The area known as Cagli today was originally called "Cale" by the Romans. Two Roman bridges built as a part of the Via Flaminia bordered a valley where the town would eventually be built. For defense, the Romans built the city between the two rivers rather than in the hills.
Ponte Mallio, the Roman bridge on the east edge of town, is uniquely important. It is the last piece of the Roman architecture still standing, as it was originally one of the first built. Mazzacchera beams proudly, "As you can tell, this is an important region for the Romans, which took an incredible amount of time and engineering to build."
The Romans did not use Cale for more than an army stop along the road until 295 B.C., when it began to be inhabited. The Byzantines conquered the area in the 5th century bringing even more residents to the small settlement. The importance of the area grew immensely as the Byzantines helped make it part of a pentapolis - a group of five towns that formed an alliance for defense purposes. The five towns that Mazzacchera calls the "pentapolis on the crest of the Apennine mountains" included Cagli, Jesi, Fossombrone, Urbino, and Gubbio.
Even after the Romans left in the Middle Ages, the Via Flaminia has remained important for centuries. The current day Piazza Matteotti in the center of town was constructed on top of a Medieval cemetery. Because it was the largest open flat space, archeologists believe, the Romans used it as a forum during their occupation of Cagli. Knowing that buildings were erected on top of ruins during the Middle Ages, historians hypothesize that Roman ruins are buried deep underneath the cobblestone streets. However, excavations would be extremely expensive and risky without knowing exactly what is underneath.
The Renaissance valued the Via Flaminia as well. Mazzacchera called the road a "cultural connection" encouraging many different people from varying trades and regions to connect. Everyone from, artists, poets, writers, and pilgrims utilized the gift the Romans left. The road increased commerce so much that the average income of someone living on the road was ten times greater than the European average.
Mazzacchera used springtime as a powerful metaphor to describe the importance of the Via Flaminia through the Renaissance. The road connected people and allowed art and innovation to spread. The presence of the road allowed the Renaissance to blossom, "along this road, incredible seeds flourished."
The Cagliese are proud of living in a town with so much history.
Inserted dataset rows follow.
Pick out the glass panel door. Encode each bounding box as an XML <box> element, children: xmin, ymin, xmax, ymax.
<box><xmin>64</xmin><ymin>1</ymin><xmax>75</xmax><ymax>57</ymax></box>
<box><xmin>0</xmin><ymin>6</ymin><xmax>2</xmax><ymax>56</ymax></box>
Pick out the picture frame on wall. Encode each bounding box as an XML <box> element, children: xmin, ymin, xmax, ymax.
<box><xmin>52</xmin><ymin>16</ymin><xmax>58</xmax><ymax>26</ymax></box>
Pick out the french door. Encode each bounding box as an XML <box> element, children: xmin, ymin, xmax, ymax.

"Talk about history," Mazzacchera says motioning up to the domed brick ceiling in his kitchen. "This used to be a place they kept the horses, and on the other side, where they kept the carriage, is now where I keep my car."
Mazzacchera also feels "an honor and a duty to maintain such a legacy," which is why there are efforts among local, provincial, and federal governments to conserve historical artifacts and buildings. However, governmental funding for preservation is considered a privilege, given only if a city has shown "respect and care" in the maintenance of cultural artifacts.
Driving along the main highway in and out of town, it is not obvious to the naked eye how much history lies underneath. The Via Flaminia is still used today, as a major road linking Rome with the Adriatic coast. It is amazing to think that a road built thousands of years ago still exists for us to use today.